Thank you, would like to know your use case for this kind of project and which prompt you want to genearte ?

Mawr

an hour ago

> Many of the videos I captured amazing moments, and sometimes it's kind of hard to watch the full videos to get those moments.

Yep. I had the same problem.

> Then, run the frame analysis pipeline [...] I have a face recognition plugin using my custom faces data, object detection, on-screen text, shot type, and scene description [...] we will have three vector DB collections that have all the information about our videos, like video location metadata, camera name, faces recognized, objects detected, on-screen text, transcription, description of each scene, and many more [...] we can get better indexed data if you use the advanced mode indexing to use the Qwen2.5-VL-7B-Instruct model to understand and describe your video much better, but at a slower indexing speed

Yeah, uhm... ok :)

If anyone else has a similar problem, the real solution is as follows:

1. When recording, if you witness an interesting moment worth saving later, press the power button — this will mark the current moment in the video as a chapter.
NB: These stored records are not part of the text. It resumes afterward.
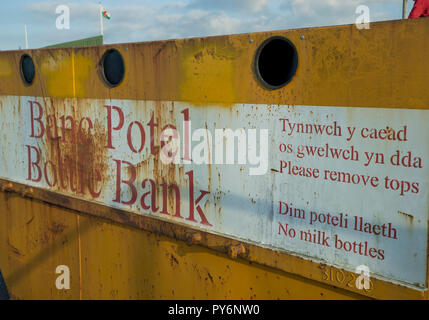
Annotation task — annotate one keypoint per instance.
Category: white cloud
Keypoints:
(188, 18)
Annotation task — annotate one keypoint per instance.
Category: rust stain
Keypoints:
(407, 215)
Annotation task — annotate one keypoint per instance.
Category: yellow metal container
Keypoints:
(117, 254)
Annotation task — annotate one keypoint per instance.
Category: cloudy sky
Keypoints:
(143, 20)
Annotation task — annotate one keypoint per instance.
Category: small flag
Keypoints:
(106, 14)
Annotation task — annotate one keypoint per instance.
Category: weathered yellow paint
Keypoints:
(213, 63)
(66, 74)
(385, 66)
(120, 262)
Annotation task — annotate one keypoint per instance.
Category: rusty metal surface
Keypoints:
(213, 79)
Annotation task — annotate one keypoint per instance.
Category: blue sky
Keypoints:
(144, 20)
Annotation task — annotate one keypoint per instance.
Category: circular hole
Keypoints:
(113, 68)
(276, 62)
(27, 69)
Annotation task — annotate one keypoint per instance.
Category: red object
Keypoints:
(420, 9)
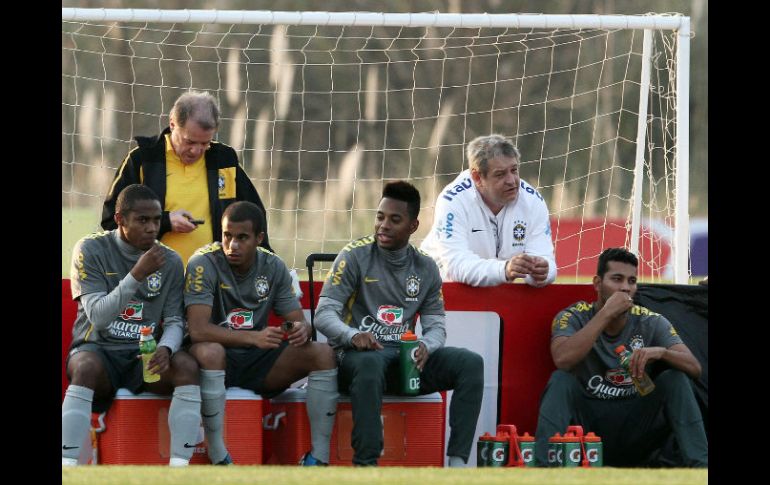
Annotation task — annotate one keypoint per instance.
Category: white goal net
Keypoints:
(323, 109)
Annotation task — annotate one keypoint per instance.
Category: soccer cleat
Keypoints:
(310, 460)
(227, 460)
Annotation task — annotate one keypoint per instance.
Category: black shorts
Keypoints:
(248, 367)
(123, 369)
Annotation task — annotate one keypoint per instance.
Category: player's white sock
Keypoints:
(213, 412)
(184, 421)
(75, 420)
(321, 409)
(176, 462)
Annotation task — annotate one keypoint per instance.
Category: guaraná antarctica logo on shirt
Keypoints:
(262, 286)
(240, 319)
(132, 311)
(154, 282)
(636, 343)
(412, 287)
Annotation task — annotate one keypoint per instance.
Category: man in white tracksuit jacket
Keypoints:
(491, 227)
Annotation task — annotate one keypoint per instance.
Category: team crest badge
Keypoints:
(153, 282)
(390, 315)
(132, 311)
(519, 230)
(262, 286)
(413, 286)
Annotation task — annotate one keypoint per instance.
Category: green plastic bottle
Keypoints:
(410, 374)
(147, 348)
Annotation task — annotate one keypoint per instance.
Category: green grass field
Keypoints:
(275, 475)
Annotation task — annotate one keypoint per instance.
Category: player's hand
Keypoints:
(519, 266)
(180, 221)
(149, 262)
(299, 334)
(539, 269)
(641, 357)
(617, 304)
(421, 356)
(160, 361)
(268, 338)
(365, 341)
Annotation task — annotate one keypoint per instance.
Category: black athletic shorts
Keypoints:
(248, 367)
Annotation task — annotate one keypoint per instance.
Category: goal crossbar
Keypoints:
(676, 23)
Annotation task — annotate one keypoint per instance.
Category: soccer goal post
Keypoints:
(323, 108)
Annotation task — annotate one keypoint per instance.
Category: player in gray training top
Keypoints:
(375, 289)
(124, 280)
(590, 387)
(230, 288)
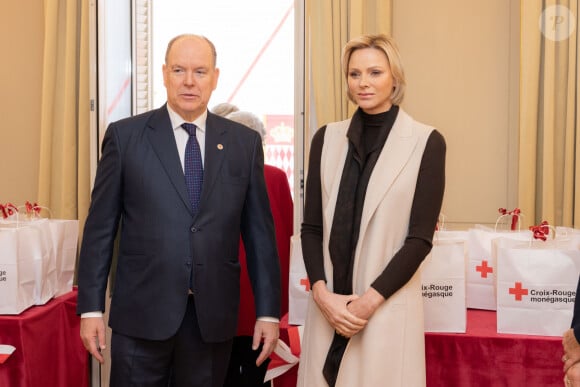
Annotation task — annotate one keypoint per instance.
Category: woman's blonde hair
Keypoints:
(388, 46)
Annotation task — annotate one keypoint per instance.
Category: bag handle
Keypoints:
(516, 218)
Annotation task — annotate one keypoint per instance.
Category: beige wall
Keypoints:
(21, 44)
(461, 62)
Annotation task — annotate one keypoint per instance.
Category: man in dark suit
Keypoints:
(175, 305)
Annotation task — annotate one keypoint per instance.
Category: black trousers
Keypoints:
(183, 360)
(242, 371)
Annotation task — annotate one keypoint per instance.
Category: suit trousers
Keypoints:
(183, 360)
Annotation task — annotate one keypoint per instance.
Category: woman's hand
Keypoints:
(571, 349)
(367, 304)
(334, 308)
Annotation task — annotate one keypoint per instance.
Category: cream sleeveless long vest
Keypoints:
(390, 351)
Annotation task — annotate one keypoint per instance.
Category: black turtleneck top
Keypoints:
(366, 142)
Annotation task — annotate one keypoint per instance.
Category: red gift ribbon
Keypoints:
(542, 231)
(8, 210)
(515, 213)
(32, 208)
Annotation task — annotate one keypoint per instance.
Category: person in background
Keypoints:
(224, 108)
(373, 195)
(175, 306)
(243, 371)
(571, 346)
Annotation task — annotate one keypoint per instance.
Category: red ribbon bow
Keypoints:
(542, 231)
(7, 210)
(32, 208)
(515, 213)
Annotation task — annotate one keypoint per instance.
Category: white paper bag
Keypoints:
(481, 265)
(17, 273)
(64, 235)
(299, 286)
(536, 287)
(443, 283)
(40, 247)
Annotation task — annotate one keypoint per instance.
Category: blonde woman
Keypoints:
(374, 191)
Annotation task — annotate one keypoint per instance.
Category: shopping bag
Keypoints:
(536, 286)
(64, 235)
(40, 247)
(299, 286)
(443, 283)
(481, 264)
(17, 273)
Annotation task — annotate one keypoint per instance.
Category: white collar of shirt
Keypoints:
(181, 135)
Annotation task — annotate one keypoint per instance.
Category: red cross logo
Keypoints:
(518, 291)
(484, 269)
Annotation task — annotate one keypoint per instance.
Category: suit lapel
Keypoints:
(162, 140)
(215, 149)
(395, 154)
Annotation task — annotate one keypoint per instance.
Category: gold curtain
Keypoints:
(64, 177)
(329, 24)
(549, 173)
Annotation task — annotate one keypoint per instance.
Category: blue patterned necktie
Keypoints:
(193, 167)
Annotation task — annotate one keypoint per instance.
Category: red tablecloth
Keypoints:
(49, 351)
(479, 357)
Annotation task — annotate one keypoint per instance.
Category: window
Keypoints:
(254, 40)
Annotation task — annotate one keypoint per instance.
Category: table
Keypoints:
(479, 357)
(49, 351)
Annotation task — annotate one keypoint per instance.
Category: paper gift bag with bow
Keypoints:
(481, 263)
(536, 284)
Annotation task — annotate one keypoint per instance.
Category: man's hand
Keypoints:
(268, 333)
(93, 336)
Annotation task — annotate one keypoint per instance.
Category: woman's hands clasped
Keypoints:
(347, 314)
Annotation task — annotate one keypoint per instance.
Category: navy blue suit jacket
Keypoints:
(140, 188)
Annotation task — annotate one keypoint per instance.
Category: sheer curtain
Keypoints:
(64, 177)
(549, 169)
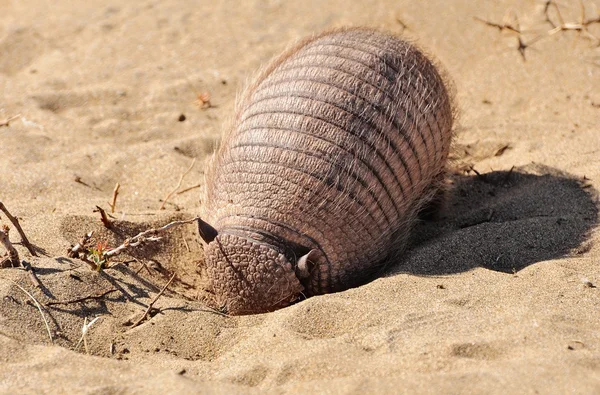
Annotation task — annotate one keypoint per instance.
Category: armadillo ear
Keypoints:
(207, 232)
(306, 263)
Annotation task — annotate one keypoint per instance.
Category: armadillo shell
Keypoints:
(334, 148)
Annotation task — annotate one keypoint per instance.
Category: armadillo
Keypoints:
(332, 152)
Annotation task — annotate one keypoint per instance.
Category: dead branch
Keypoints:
(581, 26)
(32, 276)
(85, 298)
(77, 249)
(162, 206)
(8, 120)
(13, 256)
(500, 27)
(188, 189)
(152, 303)
(113, 202)
(148, 235)
(15, 222)
(103, 217)
(39, 307)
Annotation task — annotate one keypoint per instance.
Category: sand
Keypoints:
(501, 294)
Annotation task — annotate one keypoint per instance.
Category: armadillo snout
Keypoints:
(249, 277)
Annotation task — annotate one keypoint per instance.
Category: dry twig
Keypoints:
(152, 302)
(8, 120)
(39, 307)
(581, 26)
(113, 202)
(79, 248)
(103, 217)
(15, 222)
(162, 206)
(12, 257)
(188, 189)
(148, 235)
(85, 298)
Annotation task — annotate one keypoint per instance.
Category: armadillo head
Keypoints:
(248, 276)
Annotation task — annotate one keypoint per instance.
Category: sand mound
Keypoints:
(500, 293)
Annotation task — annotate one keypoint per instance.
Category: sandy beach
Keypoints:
(500, 294)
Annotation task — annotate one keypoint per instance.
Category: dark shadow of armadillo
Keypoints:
(504, 221)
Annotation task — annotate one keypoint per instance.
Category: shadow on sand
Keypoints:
(503, 221)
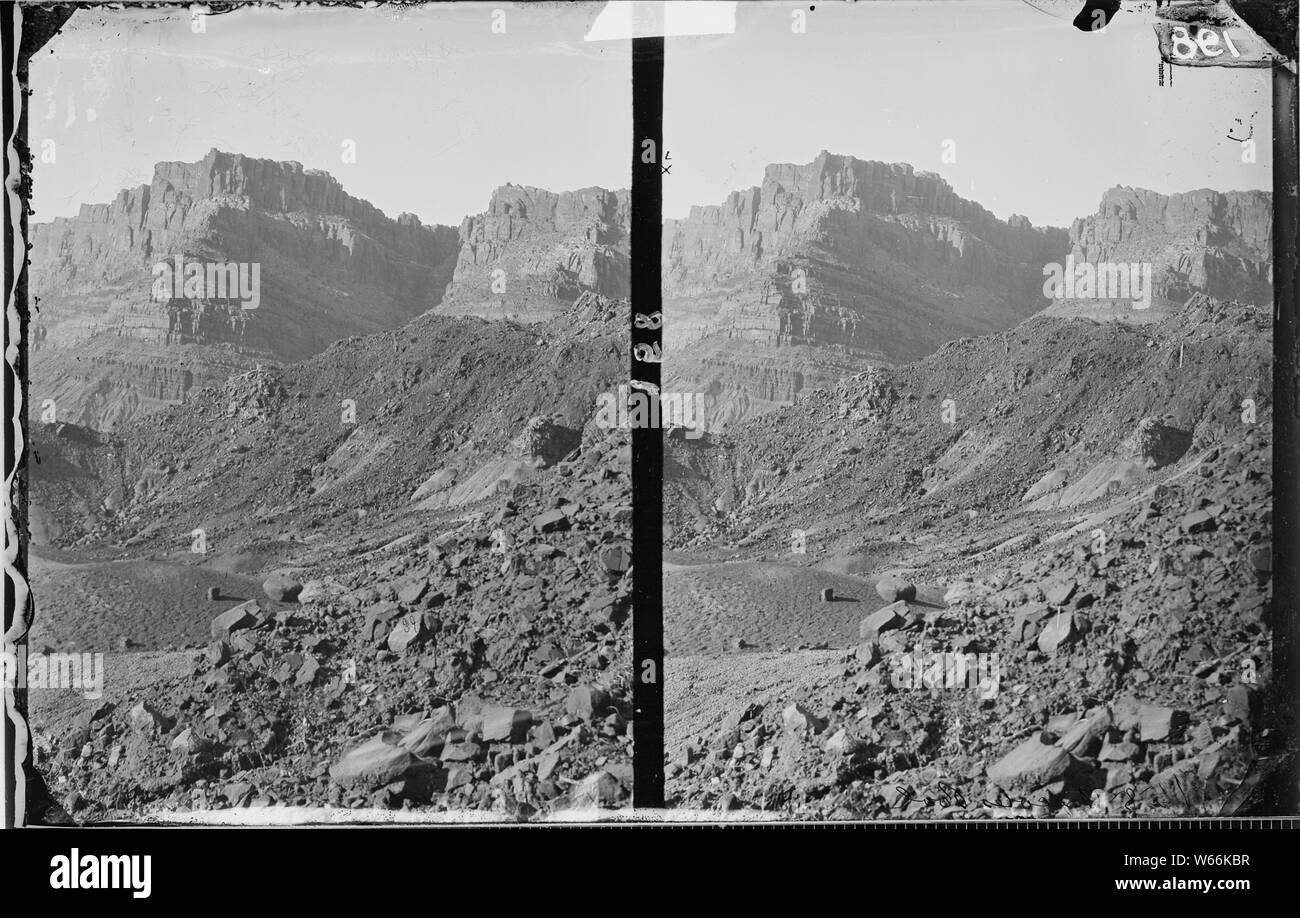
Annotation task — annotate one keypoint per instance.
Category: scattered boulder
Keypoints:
(408, 632)
(892, 589)
(245, 615)
(376, 762)
(882, 620)
(1031, 765)
(281, 587)
(551, 520)
(586, 702)
(801, 722)
(505, 724)
(1057, 632)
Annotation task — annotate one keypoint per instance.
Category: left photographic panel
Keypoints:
(326, 522)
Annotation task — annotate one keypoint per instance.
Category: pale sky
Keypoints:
(1044, 117)
(441, 108)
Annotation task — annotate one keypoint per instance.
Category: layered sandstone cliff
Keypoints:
(1209, 242)
(330, 267)
(533, 252)
(872, 262)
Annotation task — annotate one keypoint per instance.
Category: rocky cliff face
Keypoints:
(330, 267)
(839, 264)
(1208, 242)
(533, 252)
(874, 260)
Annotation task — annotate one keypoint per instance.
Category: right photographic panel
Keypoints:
(969, 377)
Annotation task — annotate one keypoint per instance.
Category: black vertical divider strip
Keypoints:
(646, 440)
(1286, 441)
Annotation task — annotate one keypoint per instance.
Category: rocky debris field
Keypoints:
(460, 671)
(1103, 658)
(469, 657)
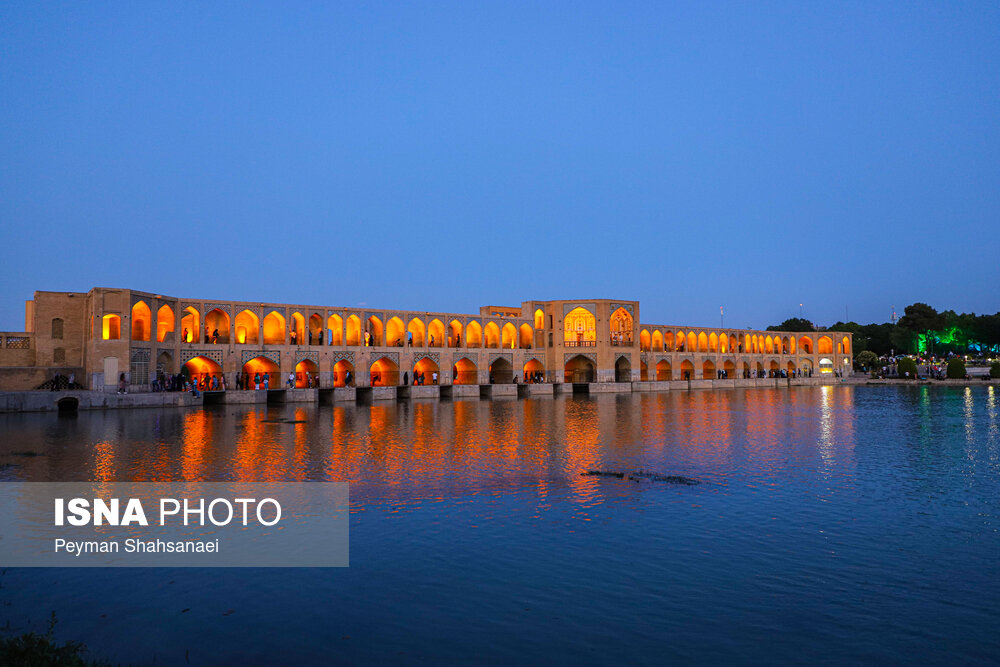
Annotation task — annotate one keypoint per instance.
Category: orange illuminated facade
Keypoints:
(565, 341)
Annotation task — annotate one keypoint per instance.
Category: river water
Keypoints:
(831, 525)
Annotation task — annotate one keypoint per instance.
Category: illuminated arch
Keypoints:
(200, 367)
(111, 327)
(435, 332)
(579, 326)
(533, 366)
(141, 321)
(274, 328)
(374, 327)
(473, 334)
(492, 332)
(428, 367)
(335, 323)
(384, 373)
(394, 332)
(508, 336)
(247, 327)
(190, 325)
(526, 335)
(623, 369)
(644, 340)
(622, 325)
(299, 328)
(217, 320)
(464, 372)
(164, 322)
(262, 366)
(316, 329)
(501, 371)
(454, 334)
(303, 370)
(579, 369)
(353, 330)
(340, 371)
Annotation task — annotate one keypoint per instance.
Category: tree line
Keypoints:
(921, 330)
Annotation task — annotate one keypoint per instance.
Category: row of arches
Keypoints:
(747, 343)
(349, 331)
(384, 372)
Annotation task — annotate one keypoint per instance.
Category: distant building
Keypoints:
(104, 333)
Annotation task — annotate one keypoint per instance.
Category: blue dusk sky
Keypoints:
(443, 156)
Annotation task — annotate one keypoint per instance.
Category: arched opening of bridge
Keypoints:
(534, 371)
(141, 320)
(217, 324)
(501, 371)
(509, 336)
(425, 370)
(335, 323)
(579, 328)
(374, 328)
(384, 373)
(579, 369)
(315, 329)
(623, 370)
(492, 332)
(474, 334)
(340, 372)
(304, 371)
(621, 327)
(455, 334)
(274, 328)
(199, 371)
(164, 323)
(247, 326)
(394, 332)
(526, 336)
(255, 370)
(111, 327)
(353, 330)
(464, 372)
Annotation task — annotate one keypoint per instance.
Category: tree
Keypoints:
(919, 318)
(866, 359)
(794, 324)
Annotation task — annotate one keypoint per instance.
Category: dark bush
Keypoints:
(905, 365)
(956, 369)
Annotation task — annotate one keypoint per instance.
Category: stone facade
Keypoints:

2. Find the chapters later when editing and cut them into clips.

3. You're done :)

This has two main benefits over the insanity above:

1. It's trivially simple instead of insanely complex and inefficient.

2. It will reliably catch all the stuff you find interesting, since you're the one doing the marking.

The downsides:

1. Doesn't work retroactively.

2. It may miss interesting stuff if you miss it at the time as well.

3. Only works for this use case.

4. Nerds won't salivate over your usage of cutting edge tech.